If you are on the wrong side of 40 and not as fit as you'd like to be, don't bother applying for a job at Wal-Mart. That is the message for workers in America - revealed in a secret memo, laying out a plan by Wal-Mart to make it harder for older, less healthy people to get a job at one of its legions of stores in the US… However, Wal-Mart's critics believe the company was revealing its true colours. Andrew Grossman, director of Wal-Mart Watch, the advocacy group that received the document anonymously, said: "This company has been selling a false image of itself to the general public. Anyone who truly wishes to understand Wal-Mart need look no further than this document. We thank the good person or persons inside the Wal-Mart company who bravely shared this with us."

Fort Smith, Ark.

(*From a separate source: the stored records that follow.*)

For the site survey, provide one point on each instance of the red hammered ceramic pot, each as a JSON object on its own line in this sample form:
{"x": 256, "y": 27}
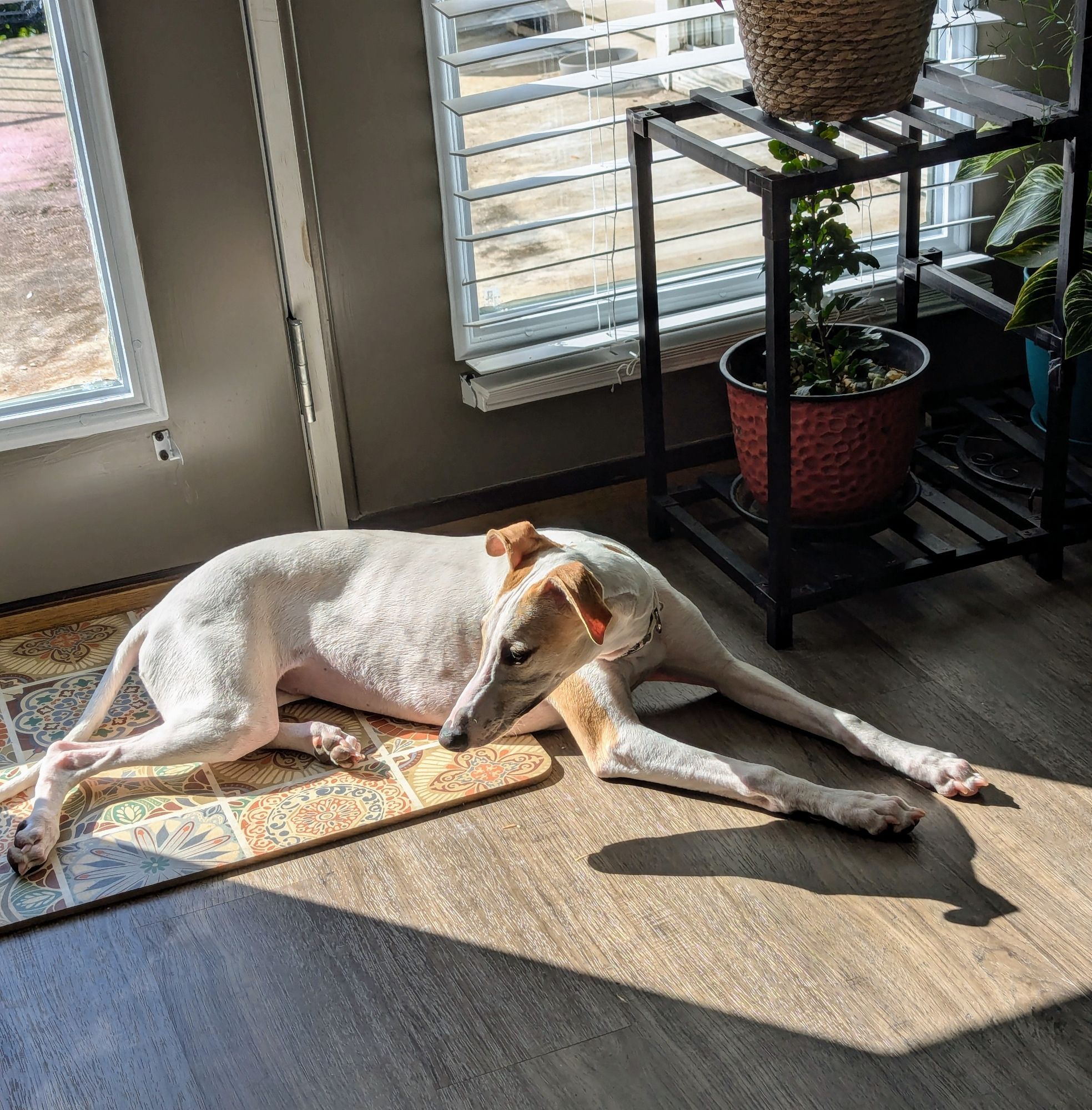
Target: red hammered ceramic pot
{"x": 851, "y": 452}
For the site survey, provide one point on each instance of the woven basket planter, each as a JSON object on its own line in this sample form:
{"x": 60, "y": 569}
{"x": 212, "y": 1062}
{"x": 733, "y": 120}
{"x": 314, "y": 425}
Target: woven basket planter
{"x": 834, "y": 60}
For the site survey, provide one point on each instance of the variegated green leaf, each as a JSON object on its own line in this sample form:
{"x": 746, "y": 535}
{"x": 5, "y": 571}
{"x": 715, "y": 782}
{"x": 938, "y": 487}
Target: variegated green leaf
{"x": 1035, "y": 209}
{"x": 1036, "y": 302}
{"x": 984, "y": 164}
{"x": 1039, "y": 250}
{"x": 1077, "y": 310}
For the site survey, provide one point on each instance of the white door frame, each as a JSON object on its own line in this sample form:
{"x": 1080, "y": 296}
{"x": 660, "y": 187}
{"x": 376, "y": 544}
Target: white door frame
{"x": 276, "y": 130}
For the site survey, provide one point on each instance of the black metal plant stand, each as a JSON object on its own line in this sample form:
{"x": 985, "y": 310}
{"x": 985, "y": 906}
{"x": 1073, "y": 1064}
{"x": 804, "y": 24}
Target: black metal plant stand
{"x": 793, "y": 577}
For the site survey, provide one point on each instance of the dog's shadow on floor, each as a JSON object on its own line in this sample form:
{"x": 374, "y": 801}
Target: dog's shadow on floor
{"x": 816, "y": 857}
{"x": 935, "y": 864}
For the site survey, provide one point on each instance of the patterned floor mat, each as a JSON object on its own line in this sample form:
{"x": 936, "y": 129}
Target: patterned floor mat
{"x": 141, "y": 829}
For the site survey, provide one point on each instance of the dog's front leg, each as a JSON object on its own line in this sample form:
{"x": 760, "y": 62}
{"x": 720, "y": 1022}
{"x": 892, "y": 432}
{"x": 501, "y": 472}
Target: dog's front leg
{"x": 596, "y": 708}
{"x": 694, "y": 653}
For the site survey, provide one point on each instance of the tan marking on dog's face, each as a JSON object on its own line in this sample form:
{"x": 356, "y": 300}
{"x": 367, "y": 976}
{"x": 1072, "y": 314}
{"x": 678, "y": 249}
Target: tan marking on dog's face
{"x": 586, "y": 718}
{"x": 531, "y": 642}
{"x": 523, "y": 544}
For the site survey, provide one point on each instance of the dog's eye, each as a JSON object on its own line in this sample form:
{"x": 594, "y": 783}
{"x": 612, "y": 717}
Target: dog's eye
{"x": 513, "y": 655}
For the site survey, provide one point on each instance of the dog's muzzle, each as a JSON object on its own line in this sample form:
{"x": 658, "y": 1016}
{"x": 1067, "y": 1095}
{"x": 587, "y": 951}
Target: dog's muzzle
{"x": 454, "y": 740}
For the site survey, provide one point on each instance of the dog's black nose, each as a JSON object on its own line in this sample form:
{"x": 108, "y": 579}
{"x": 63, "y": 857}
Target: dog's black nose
{"x": 453, "y": 740}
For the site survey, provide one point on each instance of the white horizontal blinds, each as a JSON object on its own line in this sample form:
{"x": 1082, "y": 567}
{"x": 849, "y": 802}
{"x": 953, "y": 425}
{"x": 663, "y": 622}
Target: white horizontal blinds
{"x": 531, "y": 100}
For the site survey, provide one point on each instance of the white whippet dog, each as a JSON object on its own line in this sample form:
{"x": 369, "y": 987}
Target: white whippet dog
{"x": 525, "y": 631}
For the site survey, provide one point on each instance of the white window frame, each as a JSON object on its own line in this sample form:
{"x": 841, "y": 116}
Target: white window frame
{"x": 723, "y": 295}
{"x": 138, "y": 397}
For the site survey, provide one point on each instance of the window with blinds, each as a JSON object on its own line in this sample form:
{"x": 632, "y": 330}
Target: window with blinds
{"x": 530, "y": 103}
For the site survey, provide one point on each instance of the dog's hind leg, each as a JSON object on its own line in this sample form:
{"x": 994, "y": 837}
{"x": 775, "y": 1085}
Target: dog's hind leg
{"x": 202, "y": 739}
{"x": 321, "y": 740}
{"x": 693, "y": 653}
{"x": 596, "y": 707}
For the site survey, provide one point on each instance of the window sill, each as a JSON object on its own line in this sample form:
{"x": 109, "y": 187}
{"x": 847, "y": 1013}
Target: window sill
{"x": 690, "y": 339}
{"x": 77, "y": 420}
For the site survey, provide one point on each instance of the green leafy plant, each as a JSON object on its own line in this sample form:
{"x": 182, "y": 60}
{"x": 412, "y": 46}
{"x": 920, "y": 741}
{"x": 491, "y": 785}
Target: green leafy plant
{"x": 826, "y": 359}
{"x": 1027, "y": 231}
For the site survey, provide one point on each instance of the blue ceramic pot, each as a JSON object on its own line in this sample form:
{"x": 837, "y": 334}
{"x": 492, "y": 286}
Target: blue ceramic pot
{"x": 1081, "y": 413}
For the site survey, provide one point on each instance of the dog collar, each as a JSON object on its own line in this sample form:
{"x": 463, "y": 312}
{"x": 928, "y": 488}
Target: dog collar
{"x": 655, "y": 625}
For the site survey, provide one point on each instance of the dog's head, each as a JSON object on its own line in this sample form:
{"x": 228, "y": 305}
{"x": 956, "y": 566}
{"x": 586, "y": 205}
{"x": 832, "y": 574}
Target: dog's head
{"x": 547, "y": 621}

ABC affiliate KHBS: “Memo Sheds Light On Wal-Mart Intentions”
Reporter Craig Cannon: One group is using the information to criticize them massive retailer.. An internal memo sheds light on how Wal-Mart is trying to save money, while keeping its employees, and you, happy all at the same time. Critics though aren’t buying Wal-Mart’s plans…Wal-Mart critics like Wal-Mart Watch, out of DC, say that some of these steps seem helpful to employees, but its just Wal-Mart’s way of avoiding the search for a better health care plan.
Wal-Mart Watch Executive Director Andrew Grossman: Wal-Mart could very easily afford to pick up a good health care package for all of their employees, and more importantly, Wal-Mart, which is a leader in so many ways, could lead on the health insurance issue nationally. Wal-Mart should use its market power to bring about real change in a health care system that’s clearly bad.